Sen. David Perdue (R-GA) questioned the Congressional Budget Office’s (CBO) political bias during a Senate Budget Committee hearing on Wednesday.
Sen. Perdue asked Dr. Keith Hall, the director of the CBO, at the Senate Budget Committee hearing on Wednesday:
It’s one thing to disagree with the projection. It’s another thing to look at reality and compare it back to the projections, which is what we do in the real world in business. In 2013, CBO predicted that Obamacare enrollment in the individual market would be for the years 2015, 2016, and 2017 would be 13M, 24M, and 26M people, respectively. The actual enrollment was 11M, 12M, and 10M. When you see 100% error like that, it raises questions in my mind about impartiality. Particularly when the author of those estimates, the head of the CBO’s Analysis Group was formerly the head of Hillary Clinton’s 1993 Health Care Task Force. I have to ask the question: Going forward, how do we assure ourselves that we’re getting a non-partisan, objective viewpoint?”

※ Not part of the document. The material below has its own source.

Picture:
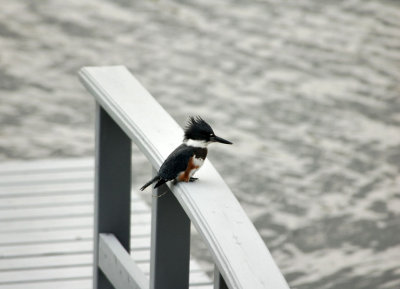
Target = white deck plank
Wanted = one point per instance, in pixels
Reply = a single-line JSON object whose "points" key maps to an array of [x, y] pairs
{"points": [[237, 248], [46, 229], [84, 283]]}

Hall responded, “We do a lot to seek guidance from experts in both sides. We actually do our best to go back and look and how we did. We went back and look at how we did. Certainly, with the exchanges, we were off.”
White House budget director Mick Mulvaney also attacked the CBO for their partisan links. Holly Harvey, who runs the CBO’s health analysis agency division, ran Hillary Clinton’s 1993 Health Care Task Force.
Mulvaney asked, “We always talk about it as the nonpartisan Congressional Budget Office. Given the authority that that has, is it really feasible to think of that as a nonpartisan organization?”
House Freedom Caucus Chairman Mark Meadows (R-NC) has also disputed the CBO’s analysis of Obamacare as well as the dramatic analyses of several Obamacare repeal bill bills, including the House-passed American Health Care Act (AHCA).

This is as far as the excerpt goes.